Extrait du livre "Tendances évolutives et destins d'enfants" du Dr Walter Holtzapfel (2ème édition française 1980)

 

La pédagogie curative est une science de notre temps. Elle a de grands précurseurs (Pestalozzi 1746-1827, Don Bosco 1815-1888, Guggenbühl 1816-1863, Barnardo 1845-1905 et d'autres), mais ce n'est qu'au cours de ce siècle qu'elle est devenue l'affaire de tous. L'opinion n'en avait pas encore pris conscience quand en été 1924 Rudolf Steiner a tenu son Cours de Pédagogie Curative. La pédagogie curative anthroposophique s'engageait sur une terre neuve. Dans d'autres domaines, la médecine et la pédagogie, l'impulsion anthroposophique de renouveau a dû s'expliquer avec des traditions bien établies. La pédagogie curative occupait un pays neuf pour y opérer de manière exemplaire. On a largement reconnu ce fait. Bien au-delà des cercles anthroposophiques, on lui a su gré qu'une lacune soit remplie, qu'une recherche soit abordée à laquelle on n'était guère encore préparé.
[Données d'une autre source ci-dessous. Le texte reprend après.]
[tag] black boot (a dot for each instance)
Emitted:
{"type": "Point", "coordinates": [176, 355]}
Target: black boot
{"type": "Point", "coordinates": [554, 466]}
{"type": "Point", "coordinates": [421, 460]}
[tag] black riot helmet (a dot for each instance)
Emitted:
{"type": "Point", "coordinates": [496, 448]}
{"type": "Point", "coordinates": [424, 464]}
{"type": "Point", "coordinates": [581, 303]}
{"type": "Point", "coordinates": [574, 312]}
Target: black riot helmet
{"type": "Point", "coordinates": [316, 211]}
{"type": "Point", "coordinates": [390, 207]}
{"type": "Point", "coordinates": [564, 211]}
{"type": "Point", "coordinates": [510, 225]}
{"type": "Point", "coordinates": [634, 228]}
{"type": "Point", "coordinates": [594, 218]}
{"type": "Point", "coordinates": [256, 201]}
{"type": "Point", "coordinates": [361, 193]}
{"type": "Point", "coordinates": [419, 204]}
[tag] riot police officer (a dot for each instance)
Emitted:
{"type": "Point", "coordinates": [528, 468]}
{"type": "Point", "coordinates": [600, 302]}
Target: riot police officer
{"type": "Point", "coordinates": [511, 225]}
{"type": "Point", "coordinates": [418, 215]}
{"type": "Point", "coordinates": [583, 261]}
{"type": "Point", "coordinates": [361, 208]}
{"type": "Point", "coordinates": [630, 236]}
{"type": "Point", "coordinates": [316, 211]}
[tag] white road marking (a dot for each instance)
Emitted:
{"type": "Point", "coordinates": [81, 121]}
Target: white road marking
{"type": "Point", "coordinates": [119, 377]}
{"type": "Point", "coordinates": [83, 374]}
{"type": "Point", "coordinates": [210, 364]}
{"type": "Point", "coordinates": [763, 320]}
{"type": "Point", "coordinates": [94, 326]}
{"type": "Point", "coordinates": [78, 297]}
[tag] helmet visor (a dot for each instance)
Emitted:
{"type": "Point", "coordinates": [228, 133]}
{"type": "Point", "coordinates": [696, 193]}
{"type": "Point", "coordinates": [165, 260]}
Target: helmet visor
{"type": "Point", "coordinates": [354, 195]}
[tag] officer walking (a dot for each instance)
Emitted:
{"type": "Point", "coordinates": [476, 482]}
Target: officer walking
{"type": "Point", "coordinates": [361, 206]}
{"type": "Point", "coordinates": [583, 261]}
Même lorsqu'on ne pouvait pas approuver les idées de base de cette pédagogie, force était d'en admettre l'efficacité et les méthodes. Certes, il y avait déjà des écoles de perfectionnement et des maisons d'enfants où l'on ne ménageait pas ses forces. Mais c'était le fait d'une générosité innée, à présent de plus en plus rare. Le concept fondamental de la rééducation faisait défaut encore. Quand on a pris conscience des enfants, toujours plus nombreux, en difficultés psychiques, la société a ressenti une gêne, sinon presque un choc. On se voyait en présence d'un phénomène bien étranger aux choses du monde. On cherchait à éluder le problème. Les parents avaient honte de leurs enfants.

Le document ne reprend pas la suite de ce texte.